El noventa por ciento de todo

30.06.2014
Sabemos que casi todo lo que consumimos en nuestras economías posindustriales procede de más allá de los océanos, pero no solemos pensar en los entresijos de la industria que lo hace posible, el transporte marítimo, tan poderosa como hermética.

El gran cambio comenzó en los años setenta, cuando se universalizó el uso del contenedor TEU, apilable, modular, transportable en barco, tren o camión. Los nuevos buques, grandes como tres campos de fútbol, presumen
de eficiencia: capaces de portar hasta 15 mil unidades, de navegación lenta y previsible, pueden ser cargados en menos de 24 horas. Así, los costes del transporte marítimo se han reducido en proporción inversa al crecimiento del volumen de mercancías transportadas.
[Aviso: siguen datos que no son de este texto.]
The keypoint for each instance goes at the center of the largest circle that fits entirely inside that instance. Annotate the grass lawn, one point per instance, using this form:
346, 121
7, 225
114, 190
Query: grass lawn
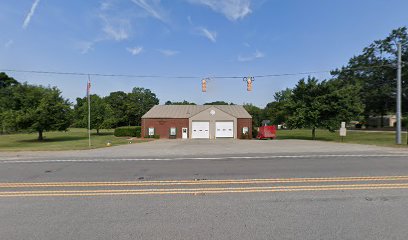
361, 137
73, 139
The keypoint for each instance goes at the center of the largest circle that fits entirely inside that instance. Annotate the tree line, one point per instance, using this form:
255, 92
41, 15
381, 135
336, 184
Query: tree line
36, 108
365, 87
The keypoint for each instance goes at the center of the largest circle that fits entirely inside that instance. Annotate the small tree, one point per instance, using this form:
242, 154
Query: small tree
322, 105
39, 109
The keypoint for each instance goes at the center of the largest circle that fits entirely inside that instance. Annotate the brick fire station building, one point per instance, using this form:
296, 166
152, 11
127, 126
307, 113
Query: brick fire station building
197, 121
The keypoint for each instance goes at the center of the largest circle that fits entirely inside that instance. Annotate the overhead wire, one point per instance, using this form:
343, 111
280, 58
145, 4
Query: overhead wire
192, 77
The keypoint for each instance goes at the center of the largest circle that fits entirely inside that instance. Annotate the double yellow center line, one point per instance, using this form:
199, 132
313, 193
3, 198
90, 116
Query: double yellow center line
204, 186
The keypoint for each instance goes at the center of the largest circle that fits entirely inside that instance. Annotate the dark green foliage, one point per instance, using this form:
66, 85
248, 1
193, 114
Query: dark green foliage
36, 108
275, 111
254, 132
140, 100
6, 81
153, 136
179, 103
322, 105
256, 114
128, 132
245, 136
219, 103
374, 70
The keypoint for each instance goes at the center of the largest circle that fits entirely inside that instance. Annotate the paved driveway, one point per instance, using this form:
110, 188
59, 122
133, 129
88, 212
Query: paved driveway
230, 147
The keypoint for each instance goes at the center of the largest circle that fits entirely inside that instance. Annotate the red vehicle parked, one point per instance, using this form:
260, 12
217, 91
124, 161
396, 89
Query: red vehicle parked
267, 132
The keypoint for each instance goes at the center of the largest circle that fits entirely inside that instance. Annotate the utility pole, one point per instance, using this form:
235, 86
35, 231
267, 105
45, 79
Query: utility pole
88, 93
398, 137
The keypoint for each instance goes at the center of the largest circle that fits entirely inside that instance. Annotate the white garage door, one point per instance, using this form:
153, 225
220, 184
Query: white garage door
200, 130
224, 129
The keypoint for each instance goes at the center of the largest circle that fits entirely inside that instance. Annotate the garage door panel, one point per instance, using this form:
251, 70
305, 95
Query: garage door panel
200, 130
224, 129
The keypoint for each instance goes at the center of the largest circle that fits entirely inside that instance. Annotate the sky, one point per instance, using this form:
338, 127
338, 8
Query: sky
188, 38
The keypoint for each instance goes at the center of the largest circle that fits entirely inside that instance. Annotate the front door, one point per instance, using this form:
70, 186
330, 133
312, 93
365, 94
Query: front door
184, 133
200, 130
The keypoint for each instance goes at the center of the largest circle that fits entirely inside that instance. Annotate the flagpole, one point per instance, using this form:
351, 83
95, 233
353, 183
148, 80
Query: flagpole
89, 109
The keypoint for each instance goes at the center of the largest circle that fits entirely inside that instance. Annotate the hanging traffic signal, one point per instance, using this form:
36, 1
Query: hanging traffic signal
249, 81
204, 85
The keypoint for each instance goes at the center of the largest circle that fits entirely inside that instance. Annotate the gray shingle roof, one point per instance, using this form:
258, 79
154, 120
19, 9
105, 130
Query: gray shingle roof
187, 111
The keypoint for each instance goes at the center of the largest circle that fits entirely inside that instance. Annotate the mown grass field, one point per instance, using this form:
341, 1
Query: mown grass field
360, 137
73, 139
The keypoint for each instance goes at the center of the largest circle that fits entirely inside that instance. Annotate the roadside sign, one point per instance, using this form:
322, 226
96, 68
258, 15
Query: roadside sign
343, 130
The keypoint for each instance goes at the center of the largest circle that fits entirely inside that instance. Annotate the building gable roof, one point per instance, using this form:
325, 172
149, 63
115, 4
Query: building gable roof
187, 111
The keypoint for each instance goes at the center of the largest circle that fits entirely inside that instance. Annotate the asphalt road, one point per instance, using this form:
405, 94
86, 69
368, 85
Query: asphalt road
349, 195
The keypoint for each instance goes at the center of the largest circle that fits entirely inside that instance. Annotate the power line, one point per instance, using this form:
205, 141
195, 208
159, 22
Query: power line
191, 77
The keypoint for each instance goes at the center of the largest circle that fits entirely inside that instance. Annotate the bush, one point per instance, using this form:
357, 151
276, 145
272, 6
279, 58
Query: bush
254, 132
153, 136
245, 136
128, 132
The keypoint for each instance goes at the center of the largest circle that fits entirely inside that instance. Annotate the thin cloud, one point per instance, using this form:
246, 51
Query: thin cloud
8, 43
135, 50
257, 54
153, 9
211, 35
231, 9
85, 46
30, 14
167, 52
117, 29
Más de veinte millones de contenedores sobre cerca de cien mil buques pueden estar surcando los océanos tal día como hoy: matriculados en Liberia o Panamá, con capitán griego, oficiales croatas y tripulación filipina, de propietario
danés y transitando por aguas internacionales; no obedecen a ninguna ley: las condiciones de trabajo son extremas, ni se controla lo que viaja en el interior de las miles de cajas de aluminio apiladas –drogas, armas o personas–, ni se intenta poner coto a los efectos devastadores que sobre la vida marina tienen estas máquinas colosales.

Cuanto mayor es su volumen, más ignoramos la dimensión letal de su actividad: un mundo con códigos propios, donde todo es posible.

La industria del transporte marítimo no solo está en la base misma de la globalización, sino que también es su metáfora, su avanzadilla.